Monday, April 24, 2017

Poetry Analysis


  1. Ancestors, parents, children. The connections and oppositions among these groups often provide interesting material for poets. In the work of ONE poet you have studied, examine the means by which such relationships have been explored.

  With growing up in a different cultural environment, Naomi Shihab Nye has experienced a long journey of self-exploration. On the way of this journey, her grandmother has been like a mentor, a friend, and a constant companion, who used her wealth of experiences to accompany Naomi grow up. The Words Under the Words is such a poet, in which Naomi expresses her feelings of admiration, love and longing to her grandmother through the descriptions of details of life. 
  From the first two stanzas, I can read the author’s admiration toward her grandmother despite the fact that her grandmother is a farmer and illiterate. In the first stanza, Naomi tells the readers her grandmother’s “magical hands”, which not only can know when the grapes mature but also which goat is the newborn baby by feeling its skin. After showing her grandmother’s rich experiences, she describes their closed relationship. In those days when she was sick, her grandmother used her hands to comfort her with gently covering her head. Then, in the second stanza, she introduces that her grandmother is also a baker. But rather than a baker, her grandmother is also a great mother who had been waiting for the messages from her son. Her son might be soldier who was sent to the war or migrated to another place in seeking for a better life.  I guess the loving image of her grandmother and their closed relationship is one of the reasons that enables the author to not only appreciates but embrace those gaps between different cultures later in her lives.
  Naomi’s reliance on her grandmother not only has an influence to her own personalities but also her belief.

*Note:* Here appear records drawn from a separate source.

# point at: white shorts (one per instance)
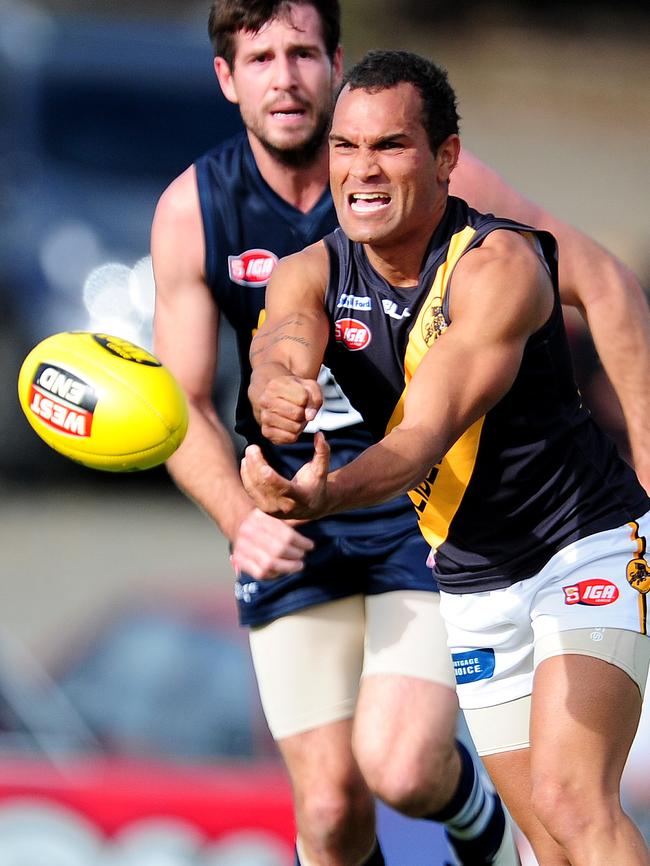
(309, 663)
(596, 584)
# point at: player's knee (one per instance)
(566, 810)
(408, 780)
(336, 818)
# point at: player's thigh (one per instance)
(407, 682)
(308, 665)
(581, 698)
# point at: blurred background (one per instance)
(128, 709)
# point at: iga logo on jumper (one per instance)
(62, 400)
(596, 591)
(352, 333)
(252, 268)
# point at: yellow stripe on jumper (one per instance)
(438, 497)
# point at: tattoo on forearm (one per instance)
(264, 342)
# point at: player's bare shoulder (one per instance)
(179, 206)
(508, 273)
(177, 240)
(308, 270)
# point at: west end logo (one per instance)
(252, 268)
(62, 400)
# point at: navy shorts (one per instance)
(390, 556)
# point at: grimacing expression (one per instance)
(386, 183)
(283, 81)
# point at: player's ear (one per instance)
(447, 157)
(337, 67)
(224, 76)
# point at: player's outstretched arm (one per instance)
(460, 378)
(287, 351)
(185, 339)
(600, 286)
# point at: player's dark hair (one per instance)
(228, 17)
(380, 70)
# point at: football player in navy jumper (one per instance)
(537, 527)
(350, 596)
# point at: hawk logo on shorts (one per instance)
(595, 592)
(252, 268)
(638, 575)
(473, 665)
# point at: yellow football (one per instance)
(102, 401)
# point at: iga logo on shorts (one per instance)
(352, 333)
(594, 592)
(252, 268)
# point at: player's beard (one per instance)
(305, 153)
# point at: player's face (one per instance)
(283, 81)
(388, 187)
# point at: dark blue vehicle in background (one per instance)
(97, 116)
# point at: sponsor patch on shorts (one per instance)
(474, 665)
(595, 592)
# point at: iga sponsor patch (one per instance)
(595, 592)
(352, 333)
(62, 400)
(473, 665)
(252, 268)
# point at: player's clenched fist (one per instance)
(284, 406)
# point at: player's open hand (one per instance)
(304, 496)
(266, 547)
(285, 407)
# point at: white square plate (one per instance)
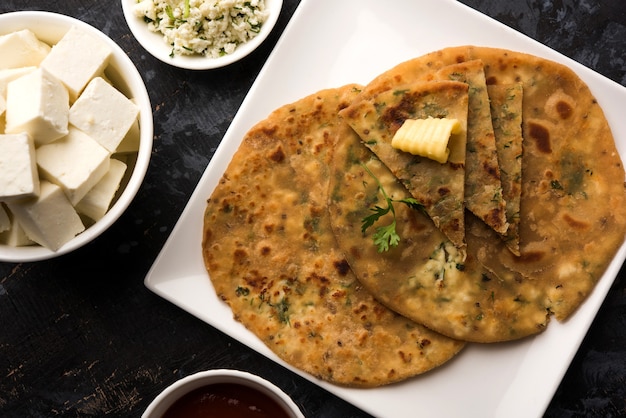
(330, 43)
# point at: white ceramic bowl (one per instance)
(153, 42)
(178, 389)
(50, 28)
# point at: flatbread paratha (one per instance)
(439, 188)
(483, 187)
(272, 257)
(572, 213)
(506, 114)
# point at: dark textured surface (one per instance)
(82, 336)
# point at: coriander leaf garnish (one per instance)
(385, 236)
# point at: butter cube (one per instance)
(9, 74)
(75, 162)
(15, 235)
(21, 48)
(38, 104)
(77, 58)
(97, 201)
(103, 113)
(18, 168)
(50, 219)
(5, 222)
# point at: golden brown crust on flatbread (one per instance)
(506, 113)
(272, 257)
(572, 213)
(483, 188)
(440, 188)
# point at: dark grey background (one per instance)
(82, 336)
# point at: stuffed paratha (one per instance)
(272, 257)
(572, 213)
(439, 188)
(506, 114)
(483, 188)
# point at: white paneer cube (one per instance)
(50, 219)
(18, 168)
(9, 74)
(15, 235)
(75, 162)
(5, 222)
(131, 141)
(37, 103)
(103, 113)
(77, 58)
(21, 49)
(97, 201)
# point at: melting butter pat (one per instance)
(426, 137)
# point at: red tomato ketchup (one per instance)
(225, 400)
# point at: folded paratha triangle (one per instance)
(438, 187)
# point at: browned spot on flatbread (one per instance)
(564, 109)
(576, 223)
(541, 136)
(278, 155)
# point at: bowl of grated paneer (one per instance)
(200, 34)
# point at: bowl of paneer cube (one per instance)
(76, 134)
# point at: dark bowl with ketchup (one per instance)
(222, 393)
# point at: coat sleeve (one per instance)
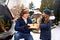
(45, 25)
(18, 27)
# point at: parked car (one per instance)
(6, 23)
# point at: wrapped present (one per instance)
(34, 26)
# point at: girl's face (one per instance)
(26, 15)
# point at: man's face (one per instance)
(26, 15)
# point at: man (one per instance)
(45, 25)
(22, 27)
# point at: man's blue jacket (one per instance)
(21, 25)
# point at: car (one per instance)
(6, 23)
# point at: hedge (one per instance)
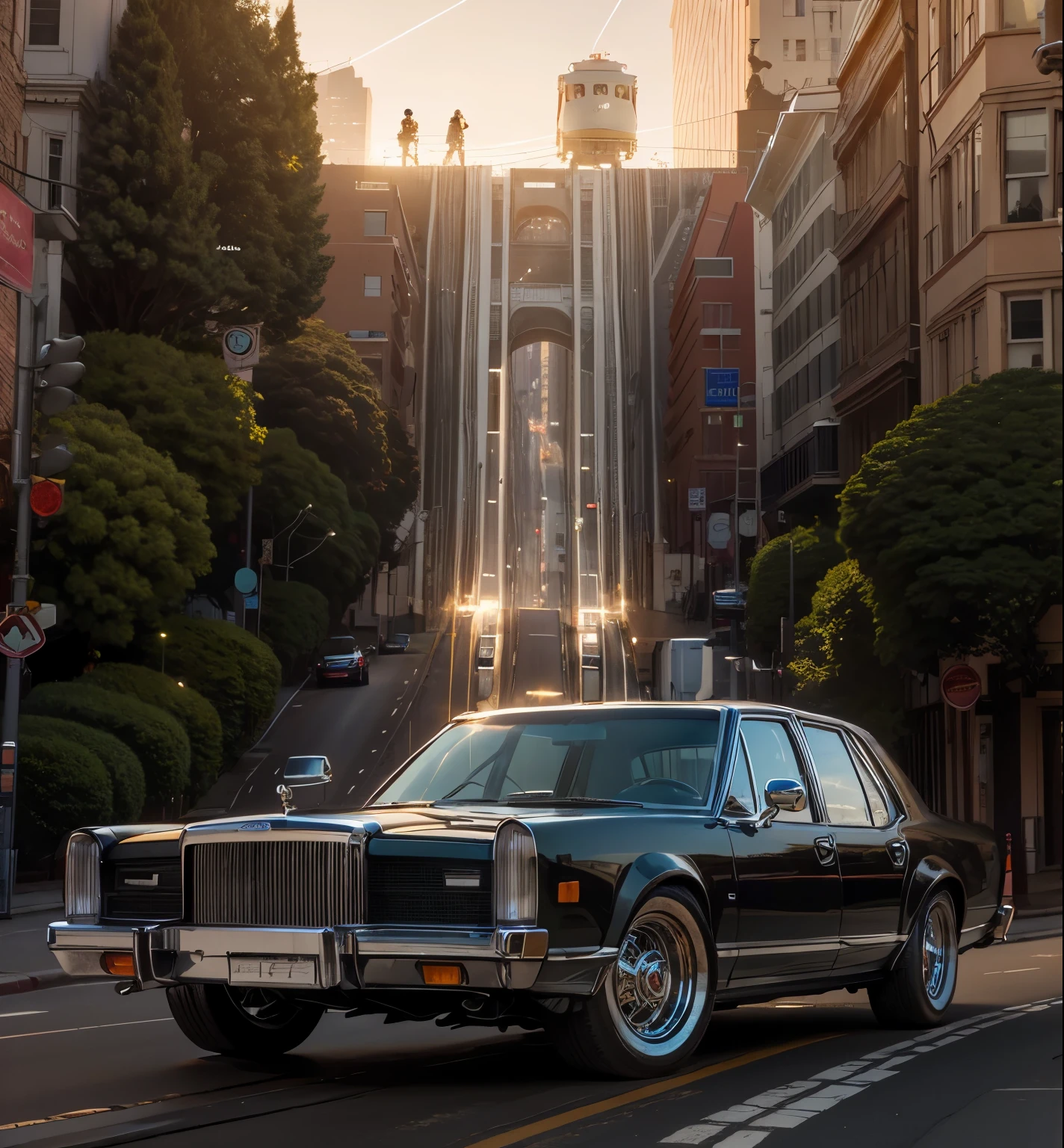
(295, 623)
(61, 786)
(121, 762)
(235, 670)
(197, 717)
(152, 734)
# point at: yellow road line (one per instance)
(631, 1098)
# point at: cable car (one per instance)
(596, 113)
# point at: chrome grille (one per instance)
(287, 884)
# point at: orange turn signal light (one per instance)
(441, 974)
(118, 965)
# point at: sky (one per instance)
(498, 61)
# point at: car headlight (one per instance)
(516, 880)
(81, 883)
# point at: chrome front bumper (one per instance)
(355, 957)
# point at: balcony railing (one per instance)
(815, 457)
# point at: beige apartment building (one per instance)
(730, 57)
(989, 193)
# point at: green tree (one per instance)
(132, 537)
(184, 405)
(158, 739)
(229, 666)
(321, 389)
(836, 670)
(955, 516)
(294, 478)
(250, 116)
(147, 259)
(768, 599)
(197, 715)
(121, 762)
(62, 786)
(295, 623)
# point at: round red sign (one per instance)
(961, 687)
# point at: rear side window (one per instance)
(772, 756)
(844, 794)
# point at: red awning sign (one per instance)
(961, 687)
(16, 241)
(19, 636)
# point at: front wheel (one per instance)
(652, 1010)
(250, 1023)
(920, 987)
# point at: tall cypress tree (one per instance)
(147, 259)
(250, 106)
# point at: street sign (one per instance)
(246, 580)
(16, 241)
(240, 346)
(19, 636)
(719, 529)
(961, 687)
(722, 386)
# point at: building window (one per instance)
(44, 22)
(55, 173)
(1025, 332)
(1019, 13)
(1027, 192)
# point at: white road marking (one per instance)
(86, 1028)
(764, 1116)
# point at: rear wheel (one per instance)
(652, 1010)
(920, 989)
(250, 1023)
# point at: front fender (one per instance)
(646, 873)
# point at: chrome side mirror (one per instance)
(304, 771)
(784, 794)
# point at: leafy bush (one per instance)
(121, 762)
(816, 550)
(61, 786)
(197, 717)
(239, 673)
(295, 623)
(132, 537)
(836, 667)
(153, 735)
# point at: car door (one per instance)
(873, 857)
(790, 892)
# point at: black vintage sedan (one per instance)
(610, 874)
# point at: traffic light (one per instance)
(57, 371)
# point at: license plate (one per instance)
(273, 970)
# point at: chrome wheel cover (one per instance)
(659, 984)
(939, 954)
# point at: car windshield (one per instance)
(332, 646)
(661, 759)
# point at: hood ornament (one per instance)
(299, 771)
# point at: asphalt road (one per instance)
(84, 1067)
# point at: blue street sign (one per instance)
(722, 386)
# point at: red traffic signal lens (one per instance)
(46, 499)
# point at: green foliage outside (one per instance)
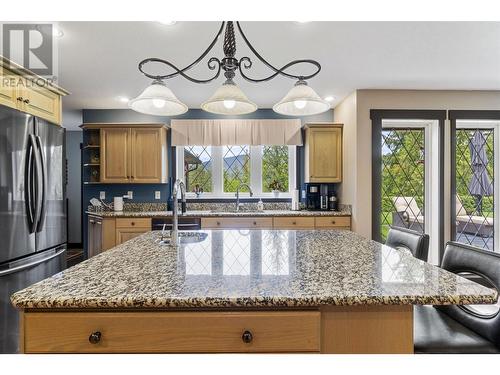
(403, 172)
(464, 171)
(274, 167)
(236, 174)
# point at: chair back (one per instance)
(402, 238)
(459, 258)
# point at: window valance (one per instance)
(236, 132)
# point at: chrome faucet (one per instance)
(175, 230)
(238, 194)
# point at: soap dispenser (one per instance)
(260, 205)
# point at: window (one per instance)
(217, 171)
(476, 188)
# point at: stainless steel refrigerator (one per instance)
(32, 210)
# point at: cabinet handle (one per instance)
(247, 337)
(95, 337)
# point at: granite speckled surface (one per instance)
(242, 213)
(252, 268)
(211, 209)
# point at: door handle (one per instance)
(28, 185)
(28, 265)
(42, 184)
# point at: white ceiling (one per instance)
(98, 60)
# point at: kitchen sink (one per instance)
(184, 237)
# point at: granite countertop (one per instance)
(252, 268)
(210, 213)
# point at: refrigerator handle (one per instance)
(29, 184)
(28, 265)
(42, 186)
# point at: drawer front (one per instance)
(237, 222)
(294, 222)
(133, 223)
(41, 102)
(171, 332)
(333, 222)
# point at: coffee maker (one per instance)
(317, 196)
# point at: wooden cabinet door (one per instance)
(125, 234)
(41, 102)
(115, 155)
(8, 88)
(324, 154)
(146, 155)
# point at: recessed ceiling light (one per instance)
(57, 32)
(168, 23)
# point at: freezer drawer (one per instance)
(19, 275)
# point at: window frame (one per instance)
(255, 173)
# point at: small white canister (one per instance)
(118, 204)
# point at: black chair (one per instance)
(461, 329)
(415, 242)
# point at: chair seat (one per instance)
(437, 333)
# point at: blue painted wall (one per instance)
(145, 192)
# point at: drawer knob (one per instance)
(95, 337)
(247, 337)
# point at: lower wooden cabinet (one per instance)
(116, 231)
(293, 222)
(127, 228)
(172, 332)
(362, 329)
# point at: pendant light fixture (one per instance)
(157, 99)
(229, 99)
(301, 100)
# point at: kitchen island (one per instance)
(328, 291)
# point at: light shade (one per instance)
(301, 100)
(229, 100)
(157, 99)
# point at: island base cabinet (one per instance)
(361, 329)
(172, 332)
(367, 329)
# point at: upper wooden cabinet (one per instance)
(132, 153)
(115, 155)
(22, 90)
(323, 153)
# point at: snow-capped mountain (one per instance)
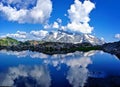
(66, 37)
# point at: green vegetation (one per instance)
(8, 41)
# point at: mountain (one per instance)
(66, 37)
(113, 48)
(7, 41)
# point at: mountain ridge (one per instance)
(67, 37)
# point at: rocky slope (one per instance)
(65, 37)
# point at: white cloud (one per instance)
(59, 20)
(117, 36)
(55, 25)
(18, 34)
(40, 13)
(39, 34)
(79, 16)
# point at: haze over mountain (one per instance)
(67, 37)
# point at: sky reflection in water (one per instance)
(29, 69)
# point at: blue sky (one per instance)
(105, 18)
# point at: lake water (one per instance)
(78, 69)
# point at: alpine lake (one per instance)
(78, 69)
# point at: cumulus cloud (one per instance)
(18, 35)
(40, 13)
(117, 36)
(39, 34)
(23, 36)
(55, 25)
(79, 16)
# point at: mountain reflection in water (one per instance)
(78, 69)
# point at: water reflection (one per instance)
(80, 69)
(26, 76)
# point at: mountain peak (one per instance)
(68, 37)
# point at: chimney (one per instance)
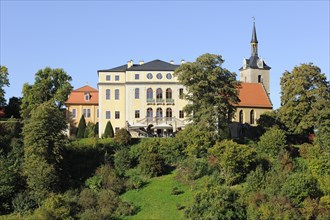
(129, 63)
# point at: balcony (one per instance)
(150, 101)
(160, 101)
(170, 101)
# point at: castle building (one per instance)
(146, 96)
(82, 101)
(140, 96)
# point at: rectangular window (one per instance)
(137, 93)
(117, 94)
(137, 113)
(259, 79)
(87, 112)
(74, 113)
(107, 114)
(181, 93)
(181, 114)
(107, 94)
(117, 114)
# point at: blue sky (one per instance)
(84, 36)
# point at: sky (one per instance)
(85, 36)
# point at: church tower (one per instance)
(255, 69)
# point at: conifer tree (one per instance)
(108, 132)
(81, 127)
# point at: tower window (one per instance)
(241, 116)
(252, 117)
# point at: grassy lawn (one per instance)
(156, 201)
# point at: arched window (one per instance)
(159, 113)
(107, 94)
(251, 117)
(169, 113)
(168, 93)
(116, 94)
(149, 113)
(149, 94)
(241, 116)
(159, 93)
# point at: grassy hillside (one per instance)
(156, 200)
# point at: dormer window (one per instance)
(87, 96)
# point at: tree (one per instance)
(13, 107)
(81, 127)
(3, 82)
(43, 140)
(212, 91)
(233, 160)
(304, 92)
(50, 85)
(108, 132)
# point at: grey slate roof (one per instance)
(155, 65)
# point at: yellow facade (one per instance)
(148, 97)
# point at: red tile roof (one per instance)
(253, 95)
(78, 96)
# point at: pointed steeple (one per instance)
(254, 42)
(254, 34)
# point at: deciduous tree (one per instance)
(50, 85)
(304, 92)
(212, 91)
(43, 140)
(3, 82)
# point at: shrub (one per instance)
(123, 137)
(271, 143)
(151, 164)
(122, 161)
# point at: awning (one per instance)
(162, 126)
(138, 125)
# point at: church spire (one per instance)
(254, 41)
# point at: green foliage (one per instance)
(122, 137)
(54, 207)
(233, 160)
(81, 127)
(272, 143)
(122, 161)
(298, 186)
(216, 202)
(43, 140)
(270, 119)
(108, 132)
(304, 93)
(50, 85)
(196, 139)
(151, 164)
(211, 91)
(13, 107)
(3, 82)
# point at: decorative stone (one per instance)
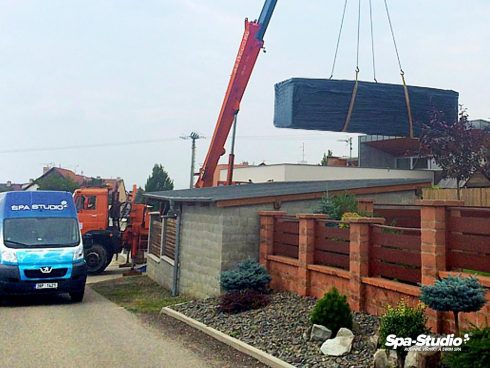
(320, 333)
(385, 359)
(374, 341)
(345, 332)
(340, 345)
(422, 359)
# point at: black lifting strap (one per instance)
(356, 83)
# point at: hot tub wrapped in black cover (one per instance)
(380, 108)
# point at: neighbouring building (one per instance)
(303, 172)
(205, 231)
(81, 180)
(10, 187)
(388, 152)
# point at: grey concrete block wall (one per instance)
(214, 239)
(241, 230)
(160, 271)
(200, 250)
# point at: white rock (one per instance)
(340, 345)
(385, 359)
(320, 333)
(422, 359)
(344, 332)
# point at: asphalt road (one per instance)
(53, 332)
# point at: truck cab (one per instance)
(101, 232)
(41, 248)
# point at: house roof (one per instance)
(67, 174)
(280, 189)
(7, 187)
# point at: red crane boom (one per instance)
(252, 43)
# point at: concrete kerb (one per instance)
(236, 344)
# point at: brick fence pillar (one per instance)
(307, 226)
(433, 224)
(359, 258)
(267, 220)
(365, 206)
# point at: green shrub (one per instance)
(243, 300)
(474, 354)
(245, 275)
(332, 311)
(454, 294)
(403, 321)
(336, 206)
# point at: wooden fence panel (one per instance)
(469, 239)
(286, 237)
(395, 254)
(399, 216)
(478, 197)
(170, 232)
(331, 245)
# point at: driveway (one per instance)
(52, 332)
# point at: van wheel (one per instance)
(77, 297)
(96, 259)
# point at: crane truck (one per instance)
(108, 226)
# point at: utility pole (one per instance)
(194, 137)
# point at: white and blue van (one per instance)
(41, 250)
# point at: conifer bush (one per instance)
(245, 275)
(245, 286)
(475, 353)
(454, 294)
(332, 311)
(242, 300)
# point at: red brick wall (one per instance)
(364, 292)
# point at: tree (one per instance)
(57, 182)
(456, 148)
(139, 195)
(158, 180)
(454, 294)
(324, 161)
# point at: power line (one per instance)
(148, 141)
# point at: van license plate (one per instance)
(47, 285)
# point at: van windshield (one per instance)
(40, 232)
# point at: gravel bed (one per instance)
(278, 329)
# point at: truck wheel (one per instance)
(109, 259)
(96, 258)
(77, 297)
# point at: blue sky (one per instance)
(113, 71)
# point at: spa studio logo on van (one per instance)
(40, 207)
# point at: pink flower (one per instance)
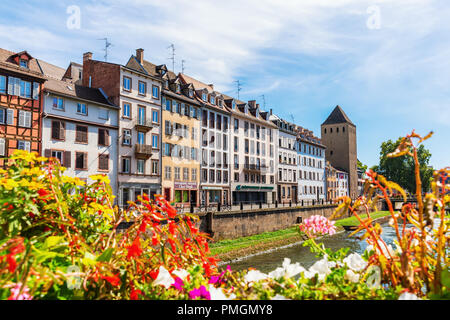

In the last stanza, from authors’ words, we know that her grandmother believes in Allah, and often tells her stories about Joha in her childhood. The word “Allah” is the Arabic word of “God”. As we know Naomi is not familiar with Arabian culture at first, her grandmother is like one of the only accesses for her to get information about Arab. More important than the cultures that her grandmother tells her, she also learns many significant lessons. The last sentence of the poem, is a direct quote from her grandmother, “Answer, if you hear the words under the words — otherwise it is just a world with a lot of rough edges, difficult to get through, and our pockets full of stones.” After describing all those beautiful memories with her grandmother, the author ends her poem with one lesson that she was taught: stay away from the appearance, think deeper, do not just be blinded by the surface of things. 
  A kind of dependent and closed relationship between the author and her grandmother is completely demonstrated in this poem. Every aspect of Naomi’s personalities or identity all can be traced back to some specific details of her grandmother’s life.